A comprehensive understanding of the kinetics and evolution of the human B cell response to SARS-CoV-2 infection will facilitate the development of next-generation vaccines and therapies. Here, we longitudinally profiled this response in mild and severe COVID-19 patients over a period of five months. Serum neutralizing antibody (nAb) responses waned rapidly but spike (S)-specific IgG+ memory B cells (MBCs) remained stable or increased over time. Analysis of 1,213 monoclonal antibodies (mAbs) isolated from S-specific MBCs revealed a primarily de novo response that displayed increased somatic hypermutation, binding affinity, and neutralization potency over time, providing evidence for prolonged antibody affinity maturation. B cell immunodominance hierarchies were similar across donor repertoires and remained relatively stable as the immune response progressed. Cross-reactive B cell populations, likely re-called from prior endemic beta-coronavirus exposures, comprised a small but stable fraction of the repertoires and did not contribute to the neutralizing response. The neutralizing antibody response was dominated by public clonotypes that displayed significantly reduced activity against SARS-CoV-2 variants emerging in Brazil and South Africa that harbor mutations at positions 501, 484 and 417 in the S protein. Overall, the results provide insight into the dynamics, durability, and functional properties of the human B cell response to SARS-CoV-2 infection and have implications for the design of immunogens that preferentially stimulate protective B cell responses.

Broad and potent activity against SARS-like viruses by an engineered human monoclonal antibody.

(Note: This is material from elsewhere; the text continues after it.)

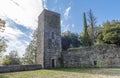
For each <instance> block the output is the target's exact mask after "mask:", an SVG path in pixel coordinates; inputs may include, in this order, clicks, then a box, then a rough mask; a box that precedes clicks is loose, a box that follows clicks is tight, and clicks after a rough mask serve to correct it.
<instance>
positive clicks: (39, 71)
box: [0, 68, 120, 78]
mask: <svg viewBox="0 0 120 78" xmlns="http://www.w3.org/2000/svg"><path fill="white" fill-rule="evenodd" d="M0 78H120V68H59V69H49V70H48V69H42V70H35V71H22V72H12V73H2V74H0Z"/></svg>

The recurrent zoonotic spillover of coronaviruses (CoVs) into the human population underscores the need for broadly active countermeasures. We employed a directed evolution approach to engineer three severe acute respiratory syndrome coronavirus 2 (SARS-CoV-2) antibodies for enhanced neutralization breadth and potency. One of the affinity-matured variants, ADG-2, displays strong binding activity to a large panel of sarbecovirus receptor binding domains and neutralizes representative epidemic sarbecoviruses with high potency. Structural and biochemical studies demonstrate that ADG-2 employs a distinct angle of approach to recognize a highly conserved epitope that overlaps the receptor binding site. In immunocompetent mouse models of SARS and COVID-19, prophylactic administration of ADG-2 provided complete protection against respiratory burden, viral replication in the lungs, and lung pathology. Altogether, ADG-2 represents a promising broad-spectrum therapeutic candidate against clade 1 sarbecoviruses.